Accommodation in Belgrade dilemma – A Serviced Apartment or a Hotel?

With twenty first century well into its second decade, tourism is developing at a pace of Korean consumer electronics and accommodation, as its basic component, follows suit. In the midst of these tumultuous transformations and mutations of supply and demand, we, the providers of so called alternative accommodation options come forth – with a strong tendency to become mainstream. Serviced apartment accommodation in Belgrade has started becoming, completely unintentionaly, a serious competition to main service providers –  hotels.

Just several years ago paid accommodation in Belgrade (and a big portion of the world as well) actually meant going to a hotel or a motel. Your stay in that case was confined to a hotel room or less frequently to a hotel apartment.  You could choose between the cheap’n’cheerful and the expensive, A and D (catergories), five or two stars…As Serbia started opening up to the world, curious visitors started coming in to get to know know this part of the world. . Beside hostels which grew like weed since 2005, the number of serviced apartments, or flats within tenements rented ona a daily basis has been growing exponentialy and this trend is sure to continue in years ahead. Nothing has had such rapid improvements in the field of tourist accommodation as  serviced apartments have. The author of these lines has been the withness and the participant of this transition from day one.

In a flood of high quality apartments and a modest growth of the number of hotels in Belgarde, an average visitor is now more thatn ever expsoed to an ever increasing offer of good and relatively cheap accommodation options of serviced apartments. This state of affairs puts an individual, who is not conditioned to one or the other, in somewhat sweet dillema.

Should you step into a fine hotel where a kind porter will hold the door for you and an even kinder receptionist will wish you a good day, charge you a hundredish euros for a night, give you the keycard (or a proper key with a keychain) and direct you towards the impeccable and neat hotel elevator. With an appropriate elevator music in the background , you get to your floor and walk down the red carpet to a fine door of your 14 square meter room.

If you are lucky, the room will be equipped with a club table, maybe a wi-fi, really nicely arranged towels and and immaculately clean bathroom. The living room replacement is the hotel lobby, but it feels kind of reserved for those guests who stay a little bit longer – those prefer not to spend those few hours before they go to bed alone. If you like to wear a bathrobe after shower – well, it is likely that hotels in Belgrade which do provide it cost closer to two hundredish than a hundred. Your coffee will be sipped in the in the hall or the hotel restaurant which will also be your closest place for a bite. And although your entourage may be of Marvellian kind, s/he will also have to go through the registration procedure and an obligatory smirk of the courteous receptionist …not to mention the one you get once you leave the room.

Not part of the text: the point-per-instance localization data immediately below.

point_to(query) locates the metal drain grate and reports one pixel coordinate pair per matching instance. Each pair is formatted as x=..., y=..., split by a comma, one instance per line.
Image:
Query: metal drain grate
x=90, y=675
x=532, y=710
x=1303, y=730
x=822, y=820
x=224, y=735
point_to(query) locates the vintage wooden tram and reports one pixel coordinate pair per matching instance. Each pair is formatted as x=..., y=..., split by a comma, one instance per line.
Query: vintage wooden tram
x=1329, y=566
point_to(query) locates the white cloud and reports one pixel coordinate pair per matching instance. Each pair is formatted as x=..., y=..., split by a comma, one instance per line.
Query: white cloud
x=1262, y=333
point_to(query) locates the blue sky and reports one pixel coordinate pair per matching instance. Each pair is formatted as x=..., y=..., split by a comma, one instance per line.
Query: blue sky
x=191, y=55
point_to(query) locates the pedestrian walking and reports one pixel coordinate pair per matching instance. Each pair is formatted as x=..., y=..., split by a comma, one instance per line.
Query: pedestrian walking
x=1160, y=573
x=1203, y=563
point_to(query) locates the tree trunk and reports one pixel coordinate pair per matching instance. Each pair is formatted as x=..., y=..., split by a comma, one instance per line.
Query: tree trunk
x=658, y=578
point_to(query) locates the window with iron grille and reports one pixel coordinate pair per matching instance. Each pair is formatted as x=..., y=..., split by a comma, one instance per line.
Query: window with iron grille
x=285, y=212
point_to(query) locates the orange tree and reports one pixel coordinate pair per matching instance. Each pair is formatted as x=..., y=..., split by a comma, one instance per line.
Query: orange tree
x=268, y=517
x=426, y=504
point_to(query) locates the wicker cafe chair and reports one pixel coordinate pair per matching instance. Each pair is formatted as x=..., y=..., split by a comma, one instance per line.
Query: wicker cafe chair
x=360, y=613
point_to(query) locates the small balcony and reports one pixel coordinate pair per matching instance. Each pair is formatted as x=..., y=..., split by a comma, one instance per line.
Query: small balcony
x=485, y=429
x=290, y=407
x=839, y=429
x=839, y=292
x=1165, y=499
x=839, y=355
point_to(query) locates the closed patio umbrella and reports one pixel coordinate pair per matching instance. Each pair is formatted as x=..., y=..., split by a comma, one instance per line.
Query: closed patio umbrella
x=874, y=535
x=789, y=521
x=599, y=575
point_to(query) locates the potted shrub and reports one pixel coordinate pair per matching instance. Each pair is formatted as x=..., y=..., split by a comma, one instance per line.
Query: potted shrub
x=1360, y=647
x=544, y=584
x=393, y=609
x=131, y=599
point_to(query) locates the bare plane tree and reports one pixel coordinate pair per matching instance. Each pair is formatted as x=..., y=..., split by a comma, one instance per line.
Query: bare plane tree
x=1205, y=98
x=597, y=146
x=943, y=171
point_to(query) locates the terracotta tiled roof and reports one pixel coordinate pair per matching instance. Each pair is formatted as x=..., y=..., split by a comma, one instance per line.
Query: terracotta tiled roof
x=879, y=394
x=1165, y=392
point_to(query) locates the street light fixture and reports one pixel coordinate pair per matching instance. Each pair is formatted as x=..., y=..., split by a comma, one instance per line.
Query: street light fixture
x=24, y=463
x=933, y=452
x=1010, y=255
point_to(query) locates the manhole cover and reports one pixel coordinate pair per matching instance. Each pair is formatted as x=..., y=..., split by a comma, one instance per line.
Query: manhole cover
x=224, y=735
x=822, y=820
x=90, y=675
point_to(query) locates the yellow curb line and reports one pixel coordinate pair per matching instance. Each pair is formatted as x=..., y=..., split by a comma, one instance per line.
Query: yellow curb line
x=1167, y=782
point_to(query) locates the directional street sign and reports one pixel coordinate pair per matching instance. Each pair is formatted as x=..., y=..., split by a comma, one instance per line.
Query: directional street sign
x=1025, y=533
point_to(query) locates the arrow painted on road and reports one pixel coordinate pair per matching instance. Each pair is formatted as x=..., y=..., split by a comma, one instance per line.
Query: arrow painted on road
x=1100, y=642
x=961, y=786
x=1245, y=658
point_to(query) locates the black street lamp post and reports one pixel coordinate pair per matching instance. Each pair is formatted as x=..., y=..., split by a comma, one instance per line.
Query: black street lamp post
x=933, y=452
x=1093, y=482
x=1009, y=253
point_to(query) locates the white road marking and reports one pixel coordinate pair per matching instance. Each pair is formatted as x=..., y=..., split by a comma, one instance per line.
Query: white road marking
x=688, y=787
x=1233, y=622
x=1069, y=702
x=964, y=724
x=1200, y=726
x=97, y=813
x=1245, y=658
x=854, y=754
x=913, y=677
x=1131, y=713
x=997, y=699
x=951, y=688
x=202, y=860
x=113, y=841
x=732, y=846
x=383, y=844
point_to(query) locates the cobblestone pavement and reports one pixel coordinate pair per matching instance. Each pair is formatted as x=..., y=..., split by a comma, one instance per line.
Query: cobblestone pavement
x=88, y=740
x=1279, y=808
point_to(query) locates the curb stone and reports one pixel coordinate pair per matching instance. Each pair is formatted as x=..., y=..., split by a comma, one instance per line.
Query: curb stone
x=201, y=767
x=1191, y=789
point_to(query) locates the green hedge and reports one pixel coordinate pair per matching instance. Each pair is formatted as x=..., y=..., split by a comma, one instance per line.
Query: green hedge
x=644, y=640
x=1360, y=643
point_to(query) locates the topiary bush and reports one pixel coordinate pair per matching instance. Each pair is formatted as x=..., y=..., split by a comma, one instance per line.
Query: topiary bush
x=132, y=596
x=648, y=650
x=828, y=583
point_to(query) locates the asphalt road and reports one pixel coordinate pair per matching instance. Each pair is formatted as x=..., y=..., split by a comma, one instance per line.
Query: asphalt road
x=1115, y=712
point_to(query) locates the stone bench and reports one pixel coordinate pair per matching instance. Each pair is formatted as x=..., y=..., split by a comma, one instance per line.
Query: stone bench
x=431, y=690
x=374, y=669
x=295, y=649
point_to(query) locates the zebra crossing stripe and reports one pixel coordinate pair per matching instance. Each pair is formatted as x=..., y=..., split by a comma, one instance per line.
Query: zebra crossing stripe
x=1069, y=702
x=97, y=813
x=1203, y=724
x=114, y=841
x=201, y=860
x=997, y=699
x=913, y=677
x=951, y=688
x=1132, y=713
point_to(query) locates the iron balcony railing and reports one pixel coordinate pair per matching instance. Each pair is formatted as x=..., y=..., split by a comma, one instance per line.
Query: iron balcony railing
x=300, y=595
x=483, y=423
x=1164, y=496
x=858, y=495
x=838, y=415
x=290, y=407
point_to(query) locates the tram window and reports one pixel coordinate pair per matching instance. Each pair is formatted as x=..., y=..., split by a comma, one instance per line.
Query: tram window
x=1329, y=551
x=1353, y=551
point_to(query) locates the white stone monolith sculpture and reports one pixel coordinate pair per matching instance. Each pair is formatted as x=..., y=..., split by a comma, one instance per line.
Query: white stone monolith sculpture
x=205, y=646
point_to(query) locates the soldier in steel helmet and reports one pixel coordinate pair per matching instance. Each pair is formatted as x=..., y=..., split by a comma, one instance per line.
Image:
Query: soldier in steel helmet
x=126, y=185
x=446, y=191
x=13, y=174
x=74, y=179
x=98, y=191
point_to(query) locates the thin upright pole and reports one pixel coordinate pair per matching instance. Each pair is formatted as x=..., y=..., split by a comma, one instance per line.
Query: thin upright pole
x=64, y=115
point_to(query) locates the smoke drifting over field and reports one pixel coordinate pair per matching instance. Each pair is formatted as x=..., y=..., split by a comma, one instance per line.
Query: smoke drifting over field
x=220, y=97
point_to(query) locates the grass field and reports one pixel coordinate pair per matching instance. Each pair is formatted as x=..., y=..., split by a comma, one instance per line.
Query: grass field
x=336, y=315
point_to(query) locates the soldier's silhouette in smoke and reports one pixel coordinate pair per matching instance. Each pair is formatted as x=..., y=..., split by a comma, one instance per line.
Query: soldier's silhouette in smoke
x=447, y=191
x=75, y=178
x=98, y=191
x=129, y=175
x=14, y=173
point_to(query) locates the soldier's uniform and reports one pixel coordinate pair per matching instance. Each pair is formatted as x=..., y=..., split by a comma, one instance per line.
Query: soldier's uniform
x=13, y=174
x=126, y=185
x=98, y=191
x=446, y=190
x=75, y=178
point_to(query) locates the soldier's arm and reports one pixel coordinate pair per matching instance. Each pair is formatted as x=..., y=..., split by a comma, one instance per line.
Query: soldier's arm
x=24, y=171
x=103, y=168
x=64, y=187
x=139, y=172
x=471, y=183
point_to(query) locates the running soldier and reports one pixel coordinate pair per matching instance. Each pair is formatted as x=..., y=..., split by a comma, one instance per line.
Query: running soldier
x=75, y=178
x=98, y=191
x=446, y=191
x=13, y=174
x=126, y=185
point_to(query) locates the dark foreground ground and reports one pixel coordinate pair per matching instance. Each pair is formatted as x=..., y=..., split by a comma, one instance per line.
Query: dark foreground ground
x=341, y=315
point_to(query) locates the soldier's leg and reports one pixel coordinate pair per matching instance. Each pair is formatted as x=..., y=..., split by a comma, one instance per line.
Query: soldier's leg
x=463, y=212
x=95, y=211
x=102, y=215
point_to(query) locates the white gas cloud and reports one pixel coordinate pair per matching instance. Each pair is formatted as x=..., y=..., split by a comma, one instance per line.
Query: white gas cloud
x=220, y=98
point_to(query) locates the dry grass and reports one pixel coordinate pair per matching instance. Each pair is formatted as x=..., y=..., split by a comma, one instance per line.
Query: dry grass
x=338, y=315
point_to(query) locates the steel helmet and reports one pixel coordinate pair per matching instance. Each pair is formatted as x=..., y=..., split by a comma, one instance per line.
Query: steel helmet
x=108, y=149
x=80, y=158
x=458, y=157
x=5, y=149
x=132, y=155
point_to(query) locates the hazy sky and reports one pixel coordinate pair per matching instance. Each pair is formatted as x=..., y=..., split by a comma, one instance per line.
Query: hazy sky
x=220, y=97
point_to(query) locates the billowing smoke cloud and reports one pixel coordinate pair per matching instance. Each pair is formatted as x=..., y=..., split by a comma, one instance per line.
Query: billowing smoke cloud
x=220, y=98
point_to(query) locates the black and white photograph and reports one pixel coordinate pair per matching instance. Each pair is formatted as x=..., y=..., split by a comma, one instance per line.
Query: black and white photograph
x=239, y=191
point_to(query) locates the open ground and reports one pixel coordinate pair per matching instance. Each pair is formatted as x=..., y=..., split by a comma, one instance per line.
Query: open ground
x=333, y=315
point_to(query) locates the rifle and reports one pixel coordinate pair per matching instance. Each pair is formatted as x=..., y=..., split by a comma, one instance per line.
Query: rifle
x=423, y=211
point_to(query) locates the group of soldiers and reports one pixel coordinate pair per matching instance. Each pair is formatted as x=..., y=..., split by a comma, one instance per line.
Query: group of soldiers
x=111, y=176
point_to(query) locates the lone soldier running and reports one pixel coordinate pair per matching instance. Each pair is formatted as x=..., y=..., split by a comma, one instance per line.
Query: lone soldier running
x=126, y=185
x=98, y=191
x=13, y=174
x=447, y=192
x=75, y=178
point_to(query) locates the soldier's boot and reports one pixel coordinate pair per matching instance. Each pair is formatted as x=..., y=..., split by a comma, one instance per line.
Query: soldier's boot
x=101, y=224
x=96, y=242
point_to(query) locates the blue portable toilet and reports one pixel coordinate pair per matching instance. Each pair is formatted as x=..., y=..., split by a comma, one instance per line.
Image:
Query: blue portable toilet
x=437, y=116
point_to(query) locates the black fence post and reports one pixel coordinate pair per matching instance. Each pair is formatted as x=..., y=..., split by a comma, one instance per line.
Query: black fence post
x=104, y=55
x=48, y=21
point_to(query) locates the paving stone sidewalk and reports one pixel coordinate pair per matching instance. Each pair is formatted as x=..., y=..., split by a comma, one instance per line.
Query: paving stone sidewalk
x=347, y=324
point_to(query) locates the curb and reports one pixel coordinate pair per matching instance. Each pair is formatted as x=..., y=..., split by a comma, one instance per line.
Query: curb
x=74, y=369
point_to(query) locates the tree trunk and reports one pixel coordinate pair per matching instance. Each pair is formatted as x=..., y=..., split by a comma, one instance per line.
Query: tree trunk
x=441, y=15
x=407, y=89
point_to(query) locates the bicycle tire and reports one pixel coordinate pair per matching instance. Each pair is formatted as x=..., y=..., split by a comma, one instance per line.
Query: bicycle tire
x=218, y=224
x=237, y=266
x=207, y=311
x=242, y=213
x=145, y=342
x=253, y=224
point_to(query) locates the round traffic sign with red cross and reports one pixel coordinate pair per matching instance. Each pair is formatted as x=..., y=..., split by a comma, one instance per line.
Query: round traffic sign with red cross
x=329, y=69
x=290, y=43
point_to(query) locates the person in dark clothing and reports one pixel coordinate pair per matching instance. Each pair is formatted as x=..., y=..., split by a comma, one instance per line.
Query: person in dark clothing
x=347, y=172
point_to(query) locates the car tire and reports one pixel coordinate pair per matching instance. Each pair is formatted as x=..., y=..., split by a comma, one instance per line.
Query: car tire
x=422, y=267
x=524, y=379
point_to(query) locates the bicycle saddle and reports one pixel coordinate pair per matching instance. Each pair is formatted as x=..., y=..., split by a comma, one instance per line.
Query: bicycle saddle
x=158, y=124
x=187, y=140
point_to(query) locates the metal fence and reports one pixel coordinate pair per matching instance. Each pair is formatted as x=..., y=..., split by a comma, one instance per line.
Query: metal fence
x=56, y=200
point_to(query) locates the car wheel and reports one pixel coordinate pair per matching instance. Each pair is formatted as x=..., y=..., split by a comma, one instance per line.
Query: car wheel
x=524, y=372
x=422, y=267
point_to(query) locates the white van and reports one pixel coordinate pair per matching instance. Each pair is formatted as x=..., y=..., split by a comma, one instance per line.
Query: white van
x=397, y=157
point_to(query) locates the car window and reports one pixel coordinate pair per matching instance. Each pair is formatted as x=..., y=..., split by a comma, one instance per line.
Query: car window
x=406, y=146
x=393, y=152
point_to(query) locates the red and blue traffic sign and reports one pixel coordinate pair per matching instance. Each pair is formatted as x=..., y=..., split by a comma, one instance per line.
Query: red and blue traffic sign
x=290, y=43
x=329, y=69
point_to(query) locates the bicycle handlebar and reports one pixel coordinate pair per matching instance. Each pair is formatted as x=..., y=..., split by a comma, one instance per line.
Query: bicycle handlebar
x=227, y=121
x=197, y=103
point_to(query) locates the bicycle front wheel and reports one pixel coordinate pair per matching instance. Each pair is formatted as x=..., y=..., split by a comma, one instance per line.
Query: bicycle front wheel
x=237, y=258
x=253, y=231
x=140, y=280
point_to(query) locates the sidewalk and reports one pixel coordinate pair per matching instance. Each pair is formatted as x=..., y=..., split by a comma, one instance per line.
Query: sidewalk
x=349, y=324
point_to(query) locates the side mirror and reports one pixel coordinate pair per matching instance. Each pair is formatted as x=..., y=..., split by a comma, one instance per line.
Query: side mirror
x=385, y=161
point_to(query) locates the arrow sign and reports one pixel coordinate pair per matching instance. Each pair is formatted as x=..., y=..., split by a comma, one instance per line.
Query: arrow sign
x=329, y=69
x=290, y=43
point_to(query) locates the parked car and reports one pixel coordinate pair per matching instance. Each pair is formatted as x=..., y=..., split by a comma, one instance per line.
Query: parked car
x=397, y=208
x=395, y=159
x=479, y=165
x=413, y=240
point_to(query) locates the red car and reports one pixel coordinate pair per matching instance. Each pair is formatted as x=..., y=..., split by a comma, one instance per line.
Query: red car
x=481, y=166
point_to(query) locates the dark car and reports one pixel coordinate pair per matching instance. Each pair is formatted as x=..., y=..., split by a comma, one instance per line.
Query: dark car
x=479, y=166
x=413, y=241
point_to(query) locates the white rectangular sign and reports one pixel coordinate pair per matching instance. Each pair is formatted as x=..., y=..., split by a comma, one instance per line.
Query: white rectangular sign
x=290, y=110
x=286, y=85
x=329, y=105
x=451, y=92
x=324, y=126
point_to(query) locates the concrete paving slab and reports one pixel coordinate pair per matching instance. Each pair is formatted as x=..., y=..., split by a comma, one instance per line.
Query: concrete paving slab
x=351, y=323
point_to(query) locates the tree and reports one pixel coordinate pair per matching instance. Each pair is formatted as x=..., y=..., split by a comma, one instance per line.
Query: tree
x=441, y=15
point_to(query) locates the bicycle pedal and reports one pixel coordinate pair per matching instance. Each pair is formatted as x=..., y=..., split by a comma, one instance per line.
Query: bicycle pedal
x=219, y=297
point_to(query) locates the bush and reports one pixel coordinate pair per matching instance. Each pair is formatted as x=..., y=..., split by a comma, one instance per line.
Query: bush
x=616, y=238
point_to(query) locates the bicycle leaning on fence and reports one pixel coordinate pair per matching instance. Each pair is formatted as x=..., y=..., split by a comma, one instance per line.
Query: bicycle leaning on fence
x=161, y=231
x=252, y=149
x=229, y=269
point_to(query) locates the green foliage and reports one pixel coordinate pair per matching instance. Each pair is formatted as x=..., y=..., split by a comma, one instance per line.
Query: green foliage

The second scenario, should the honour of your choice be bestowed upon a nice serviced apartment in Belgrade, includes a far simpler procedure that has its own charms. In front of the apartment building you will be greeted by the person in charge of your accommodation – so there’s an unavoidble handshake (beware obsessive compulsive detectives translators remark). So, straight from the street you walk into the entrance hall, which is most frequently littered by print flyers and a motley crue of  mailboxes. A compulsory elderly lady with a dog will join you in your wait and just as the elevator arrives a ten year old and his mate will join you in the cue. Oh, of course, they will be dragging their bicycles along so you will all enter the elevator together. Of course, walking with your luggage is out of the question as you have booked an apartment on the seventh floor, and you happen to be in a hurry.

When you reach the apartment door, while your host is rummaging through his keys, the next door neighbour will pass you by and murmur a venomous How much more can we take? Your host will smile shyly, as if he is guilty of something and leads you into the apartment. And this is where you begin to feel at home – and where you get exactly what you have seen in the pictures on the website. A commodious flat of almost 60 square meters, impeccably upkept and almost immaculately clean with a large living room, terrace, bedroom and an abundance of wardrobes. There is a fully equipped kitchen with all the cookery, crockery and utensils, a dining table and a large LCD TV screen mounted on the wall.

Internet is a must, whereas the towels and beddings could be of a higher quality. You suddenly forget about the kids, the bicycles, the sullen neighbour – you give away your 50 or so euros for the night and cannot wait to dive headfirst into the humongous bed. In a bulk of cases the number of persons is irrelevant to the price and personal data is taken usually just from the person paying the bill. When your host leaves, you can invite whomever you wish / you opwn the place till noon tomorrow.

Thus, the cost effectivness, the quality the size and the discretion are on apartments side. The surroundings and the trasfer of all housework to someone else vouch for hotels.

Ok, a hotel won’t have nosy neighbours, bicycles, party activists at your door looking for support at a weird hour, or the president of the residents council asking you for the three months worth of upkeeping. But then again, there is almost certainly no terrace, kitchen, more than 15 square meters, bed space for more than two and no dining table.

So there’s our 10 bucks on the topic and hopefully your food for thought.